Quizá el mayor desacierto de Sorolla, como el de otros pintores de entonces, fue involuntario: un problema de reloj, pues el mundo en que vivían, y con él las artes, había emprendido una andadura que tardó muy pocos años en hacerse pública y en iniciar una carrera desenfrenada de transformaciones. Como escribe Edmund Peel: "Cuando le encargaron la Visión de España ya se
habían manifestado en París los movimientos vanguardistas del fovismo y el cubismo, y se presentía el surrealismo, Pronto la I Guerra Mundial aportaría grandes cambios [entre ellos habría que apuntar la
casi desaparición de la atmósfera de , ideas y de clase que aupó el éxito social y comercial de Sorolla]. Cuando concluyó el encargo, en 1919, el mundo era un lugar muy diferente del que había sido en 1910 y 1911, Las nuevas generaciones surgidas de la guerra tenían unas ideas muy distintas, y los éxitos de hacía sólo una década pronto se olvidaron". Y se olvidaron más con la crisis económica de los años treinta y con un nuevo mundo, surgido de una segunda guerra, cuyas artes, en ninguna de sus varias y opuestas vertientes, apreciaba ya el ojo realista, tierno y sensible a las emociones de campo del valenciano.
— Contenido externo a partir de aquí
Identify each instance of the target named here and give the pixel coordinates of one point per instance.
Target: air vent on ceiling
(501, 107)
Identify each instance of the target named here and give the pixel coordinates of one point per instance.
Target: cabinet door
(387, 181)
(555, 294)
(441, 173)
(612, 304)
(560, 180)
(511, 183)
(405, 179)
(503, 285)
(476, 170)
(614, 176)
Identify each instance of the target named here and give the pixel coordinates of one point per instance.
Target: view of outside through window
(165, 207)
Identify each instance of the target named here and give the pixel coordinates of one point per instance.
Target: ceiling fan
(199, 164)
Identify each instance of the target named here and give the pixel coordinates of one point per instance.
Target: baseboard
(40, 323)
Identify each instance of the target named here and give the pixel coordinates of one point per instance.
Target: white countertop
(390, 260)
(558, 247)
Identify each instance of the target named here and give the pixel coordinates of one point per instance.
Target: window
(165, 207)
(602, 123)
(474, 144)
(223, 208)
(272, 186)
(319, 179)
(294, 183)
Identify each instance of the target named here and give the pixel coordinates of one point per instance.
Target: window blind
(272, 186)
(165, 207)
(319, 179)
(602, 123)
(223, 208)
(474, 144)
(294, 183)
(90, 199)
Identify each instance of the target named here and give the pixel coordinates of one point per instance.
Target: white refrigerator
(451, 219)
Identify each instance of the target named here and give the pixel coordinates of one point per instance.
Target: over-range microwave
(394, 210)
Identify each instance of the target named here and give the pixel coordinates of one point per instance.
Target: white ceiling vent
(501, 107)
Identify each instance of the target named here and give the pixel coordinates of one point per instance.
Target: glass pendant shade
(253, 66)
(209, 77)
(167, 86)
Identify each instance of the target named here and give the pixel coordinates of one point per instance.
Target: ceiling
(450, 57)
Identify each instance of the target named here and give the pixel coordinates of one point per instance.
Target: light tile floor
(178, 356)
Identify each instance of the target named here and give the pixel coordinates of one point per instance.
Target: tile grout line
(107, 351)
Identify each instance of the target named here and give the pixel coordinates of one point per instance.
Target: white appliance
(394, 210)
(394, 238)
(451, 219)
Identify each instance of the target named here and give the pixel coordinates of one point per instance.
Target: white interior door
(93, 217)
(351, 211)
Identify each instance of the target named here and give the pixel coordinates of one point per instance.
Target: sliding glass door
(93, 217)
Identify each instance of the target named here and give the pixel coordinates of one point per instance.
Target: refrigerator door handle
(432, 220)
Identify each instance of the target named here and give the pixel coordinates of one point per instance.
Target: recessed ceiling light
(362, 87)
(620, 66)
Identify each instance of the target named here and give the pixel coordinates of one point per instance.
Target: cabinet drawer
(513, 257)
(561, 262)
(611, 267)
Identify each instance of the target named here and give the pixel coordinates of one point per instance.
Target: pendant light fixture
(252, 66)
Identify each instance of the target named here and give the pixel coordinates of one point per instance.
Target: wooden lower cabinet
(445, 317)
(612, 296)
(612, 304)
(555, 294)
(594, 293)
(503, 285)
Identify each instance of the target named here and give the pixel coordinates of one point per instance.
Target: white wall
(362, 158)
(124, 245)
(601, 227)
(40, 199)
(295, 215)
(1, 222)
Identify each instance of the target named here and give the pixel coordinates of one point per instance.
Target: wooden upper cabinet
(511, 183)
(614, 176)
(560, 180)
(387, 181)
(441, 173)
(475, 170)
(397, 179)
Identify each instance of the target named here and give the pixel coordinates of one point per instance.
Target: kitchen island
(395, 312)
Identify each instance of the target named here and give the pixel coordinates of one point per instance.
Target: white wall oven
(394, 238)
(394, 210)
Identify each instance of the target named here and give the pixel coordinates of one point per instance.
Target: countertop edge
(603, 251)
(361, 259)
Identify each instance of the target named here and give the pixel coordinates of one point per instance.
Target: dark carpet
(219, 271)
En el último recodo de los ochenta, la fama de Sorolla parece haberse estabilizado, y el juicio de los expertos haber fijado su punto de equilibrio. Es, sin embargo, más que posible que el espectador disfrute de buena parte de su obra y, pese a su placer, advierta todavía las distancias de sensibilidad y de pensamiento que le separan de él. Es más que posible que ambas experiencias simultáneas le muevan a reflexionar. La generosidad y el buen juicio podrían encaminarle tras los pasos de J. Paul Getty, el célebre multimillonario y coleccionista norteamericano, que explicaba que, aunque "evidentemente el estilo de Sorolla no encajaba en ninguna de las cinco categorías principales por las que quería canalizar sus esfuerzos coleccionistas, estas desviaciones servían para que su formación y conocimiento de la belleza dilatasen sus horizontes estéticos, aumentasen su tolerancia, su comprensión y su apreciación (con lo que aumentaba también su profundidad y dimensión como individuo pleno, perceptivo y sensible)".